Story by Dann Hayes, (785) 864-8855


LAWRENCE -- A state-of-the-art lecture hall in newly rebuilt Budig Hall at the University of Kansas will be named after a longtime KU chemistry professor.

A plaque and brief testimonial will be placed next to the central lecture hall in Budig Hall to honor Clark Eugene Bricker, KU chemistry professor from 1963 until his retirement in 1983. Bricker died June 14, 1994.

"He was probably the most famous teacher of general chemistry at this institution," said Ralph Adams, professor emeritus of chemistry. "He was a tough apple with his students, never giving an inch on the sciences he was teaching. But his students loved him. Bricker was an exceptional instructor, and his students knew it."

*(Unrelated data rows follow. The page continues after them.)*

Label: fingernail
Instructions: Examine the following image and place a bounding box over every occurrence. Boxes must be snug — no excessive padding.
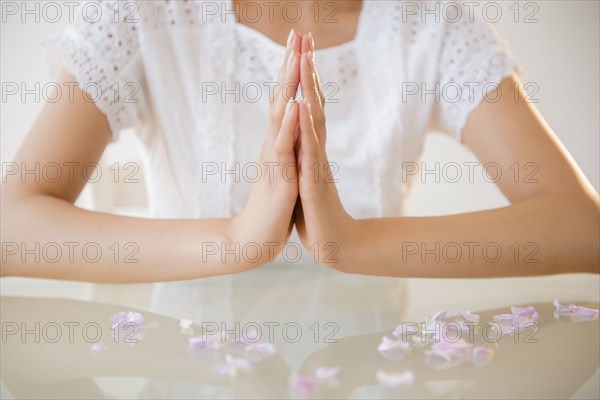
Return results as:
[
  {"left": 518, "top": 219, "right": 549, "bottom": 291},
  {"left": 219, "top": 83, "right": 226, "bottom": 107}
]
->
[
  {"left": 286, "top": 99, "right": 294, "bottom": 112},
  {"left": 308, "top": 32, "right": 315, "bottom": 52},
  {"left": 287, "top": 50, "right": 295, "bottom": 68},
  {"left": 287, "top": 29, "right": 294, "bottom": 49}
]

While earning his doctorate at Princeton University, Princeton, N.J., Bricker worked for two years with the Manhattan Project, which produced the first atomic bombs, before he received his Ph.D. in 1944. He earned an undergraduate degree in 1939 from Gettysburg College, Gettysburg, Pa., and a master of science degree in 1940 from Haverford College, Haverford, Pa.

In 1946 he was appointed an assistant professor of chemistry at Johns Hopkins University, Baltimore. Bricker returned to Princeton in 1948 as an assistant professor of chemistry, was named an associate professor in 1951 and became a full professor in 1960. In 1961 he was named dean of the college and professor of chemistry at the College of Wooster, Wooster, Ohio.

Bricker was named professor of chemistry and director of freshman chemistry at KU in June 1963. He received the HOPE Award -- Honor to the Outstanding Progressive Educator -- from the senior class four times, in 1966, 1969, 1979 and 1983.

Other awards and honors bestowed on Bricker include the Standard Oil Foundation Award for excellence in teaching in 1967, the College Chemistry Teachers Award in 1968 and the 1975 Visiting Scientist Teaching Award from the Western Connecticut Section of the American Chemical Society.

In 1980, Bricker became the first recipient of the Ray Nichols Outstanding Teaching Award, given by the Alpha Xi Chapter of Sigma Chi, and was honored by his alma mater, Gettysburg College, as its first Musselman science lecturer. In 1982 he received the first KU Endowment Association teaching professorship.